Quelle saison de la récolte nous t’avons cru et quelle aurore,
Automne russe, octobre rouge, « dix jours qui ébranlèrent le monde »,
Agonie, que rien, nous en tenions la certitude, n’arrêterait plus désormais, de tout ce qui est immonde.
Comment, compagnons d’univers, sans remords eût-on douté ? Ici, dans cette grande petite ville d’Occident commerçante et puritaine
Où je vivais et vis encore, et probablement j’y mourrai, ils arrivaient avec leur peine,
Leur fatigue, mais aussi la gaîté qui même chez les vaincus survit au bon combat,
De Munich repris par les Blancs, de la Pologne de Weygand, de Roumanie ou de l’héroïque Buda —
De mon bled à moi c’était plus rare mais il y en avait aussi,
Et dans leurs yeux j’épiais le reflet encore tout récent de Paris.

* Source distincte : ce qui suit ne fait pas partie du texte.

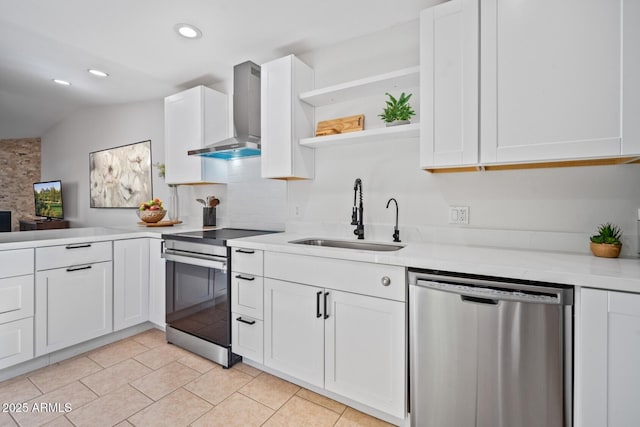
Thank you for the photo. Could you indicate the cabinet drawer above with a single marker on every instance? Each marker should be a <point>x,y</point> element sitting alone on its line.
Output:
<point>378,280</point>
<point>75,254</point>
<point>249,261</point>
<point>247,295</point>
<point>16,263</point>
<point>16,342</point>
<point>247,337</point>
<point>16,298</point>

Dans les petits restaurants moches qui ne servent pas d’alcool,
Ou bien tard dans la nuit chez des copains — Y a un coin pour dormir ? Ça colle —
C’étaient les récits, les engueulades et les rires et l’indéfectible assurance.
« Bien sûr, ça ne marche pas toujours comme on veut, mais quoi, camarades, un peu de patience. »
Je me dois cette justice que chez moi cela n’a pas duré longtemps.
Dès avant la dégénérescence démentielle et le temps
Du mépris avant la lettre : déportations pharaoniques,
Aveux d’innocents, la torture, les balles dans la nuque et les camps d’esclaves et les mensonges de la dialectique,
J’avais, la fibre libertaire ? et puis aussi grâce peut-être,
qu’on me pardonne, à cet esprit — pas lu Hegel — un peu léger qui du moins m’aura sauvé des légèretés du sérieux,
D’avance deviné la honte et claqué la porte du temple encore neuf des faux dieux.
Mais vous, amis, frères plus graves sacrifiés —
Et le plus cher, aujourd’hui encore, reste complice et prisonnier —
Vivants ou morts je vous pleure.
Odeur qui suffoques et navres —
Faux automne, fausse récolte — du charnier de notre histoire et de nos espoirs assassinés plus morts encore que les cadavres.